Hazret-i Alîden “radıyallahü teâlâ anh” hadîs rivâyet edenlerin çoğu, öteden beriden toplanan askerlerdi. Kimlikleri belli değildi. Onların bildirdikleri sağlam değildir. Medînedeki ve Şâmdaki âlimlerden, hazret-i Alîden “radıyallahü teâlâ anh” hadîs bildiren pek azdır.
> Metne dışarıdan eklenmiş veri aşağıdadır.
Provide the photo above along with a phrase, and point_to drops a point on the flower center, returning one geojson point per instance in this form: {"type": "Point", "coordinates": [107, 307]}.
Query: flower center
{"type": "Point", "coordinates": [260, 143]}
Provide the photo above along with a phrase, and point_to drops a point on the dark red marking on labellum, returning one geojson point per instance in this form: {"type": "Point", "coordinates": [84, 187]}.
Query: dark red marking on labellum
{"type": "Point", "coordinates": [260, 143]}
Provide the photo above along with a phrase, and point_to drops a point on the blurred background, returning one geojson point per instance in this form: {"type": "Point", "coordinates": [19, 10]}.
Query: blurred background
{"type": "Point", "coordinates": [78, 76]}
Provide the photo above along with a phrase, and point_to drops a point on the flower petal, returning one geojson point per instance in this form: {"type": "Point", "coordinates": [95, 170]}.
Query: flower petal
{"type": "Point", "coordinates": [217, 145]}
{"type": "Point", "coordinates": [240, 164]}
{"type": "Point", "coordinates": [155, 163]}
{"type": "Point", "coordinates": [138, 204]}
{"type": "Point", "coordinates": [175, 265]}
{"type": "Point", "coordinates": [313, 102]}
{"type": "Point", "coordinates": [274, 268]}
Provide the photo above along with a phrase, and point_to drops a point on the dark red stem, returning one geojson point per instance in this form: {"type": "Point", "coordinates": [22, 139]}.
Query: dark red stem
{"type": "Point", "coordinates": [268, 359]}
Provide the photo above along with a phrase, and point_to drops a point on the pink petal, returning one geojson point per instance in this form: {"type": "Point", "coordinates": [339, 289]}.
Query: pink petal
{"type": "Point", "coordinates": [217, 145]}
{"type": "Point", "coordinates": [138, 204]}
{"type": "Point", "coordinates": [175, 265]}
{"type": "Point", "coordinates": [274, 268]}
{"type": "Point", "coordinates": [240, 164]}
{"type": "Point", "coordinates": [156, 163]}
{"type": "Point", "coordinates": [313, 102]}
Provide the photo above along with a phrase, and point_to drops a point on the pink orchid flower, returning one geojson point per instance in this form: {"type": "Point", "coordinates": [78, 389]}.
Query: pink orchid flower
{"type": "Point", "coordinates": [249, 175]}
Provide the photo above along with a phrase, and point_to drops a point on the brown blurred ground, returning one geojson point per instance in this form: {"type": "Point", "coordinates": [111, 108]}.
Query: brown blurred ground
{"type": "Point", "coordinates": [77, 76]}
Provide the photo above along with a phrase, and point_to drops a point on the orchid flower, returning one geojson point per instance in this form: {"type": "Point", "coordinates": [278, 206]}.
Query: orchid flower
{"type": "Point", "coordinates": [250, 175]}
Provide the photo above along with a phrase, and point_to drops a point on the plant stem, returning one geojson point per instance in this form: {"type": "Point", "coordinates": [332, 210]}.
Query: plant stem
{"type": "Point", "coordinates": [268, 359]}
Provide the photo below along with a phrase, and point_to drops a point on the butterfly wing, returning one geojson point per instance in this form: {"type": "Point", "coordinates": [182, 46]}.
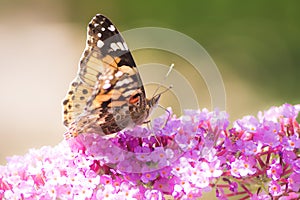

Kur’ân-ı kerîmden ve hadîs-i şerîflerden sonra islâmın temel bilgisi (Fıkh)dır. Fıkhdan ana bilgiler, hazret-i Ömerin “radıyallahü teâlâ anh” sözbirliği yaparak ortaya koyduklarıdır. Müslimânların çoğu Hanefî, Mâlikî ve Şâfi’îdir. Mâlikî mezhebinin kaynağı (Muvattâ) kitâbıdır. Muvatta kitâbında, hazret-i Alîden “radıyallahü teâlâ anh” gelme ancak birkaç mes’ele bulunmakdadır. Hanefî mezhebinin kaynağı olan imâm-ı Ebû Hanîfenin “rahime-hullahü teâlâ” Müsnedi ve imâm-ı Muhammedin “rahime-hullahü teâlâ” eserleri de böyledir. İmâm-ı Şâfi’înin “rahime-hullahü teâlâ” Müsnedinde ise, onlardakilerden dahâ az vardır. Fıkhdan sonra (Siyer) bilgileri gelir. Burada da, hazret-i Alî “radıyallahü teâlâ anh”, öteki Sahâbîler gibidir. Tesavvufa gelince, (Sülûk) ve kalbi temizleme olan bu ilmde, hazret-i Alînin “radıyallahü teâlâ anh” sözleri, meselâ Abdüllah bin Mes’ûdun veyâ Abdüllah bin Ömerin “radıyallahü teâlâ anh” sözlerinden dahâ çok değildir.
Süâl: Hazret-i Alî “radıyallahü teâlâ anh”, Kur’ân-ı kerîmi ve hadîs-i şerîfleri herkesden iyi biliyordu. Ondan işitenlerin çürük olmaları, Mezheb imâmlarına doğru olarak iletememeleri, bu yüce imâma kusûr olur mu?
Cevâb: Onların kusûrları, İmâm hazretlerinin yüksekliğini elbet sarsamaz. Onun halîfe olmak hakkını elbet gidermez. Fekat, halîfenin hâkim, gâlib olması lâzımdır. Halîfe olmağa hakkı olanlar arasından, Allahü teâlâ, bilinmiyen sebeblerle, birini bu makâma seçince, onun için elbet, ayrı bir üstünlük olur. Kendinde olan üstünlüğe, bir de iş yapmakla olan üstünlük eklenir. Hizmeti çok olanın, üstünlüğü artar. Allahü teâlâ, bu üstünlüğü, kendinde üstünlük olana ve ayrıca çalışana verir.
Şeyhaynın “radıyallahü teâlâ anhümâ” kalb temizliği, ya’nî tesavvuf bakımından üstünlüğü, iki yoldan anlatılabilir: Hazret-i Alînin “radıyallahü teâlâ anh” zühdü, Velîlerin “rahime-hümullahü teâlâ” zühdü gibi idi. Şeyhaynın “radıyallahü teâlâ anhümâ” düzenini bozdu.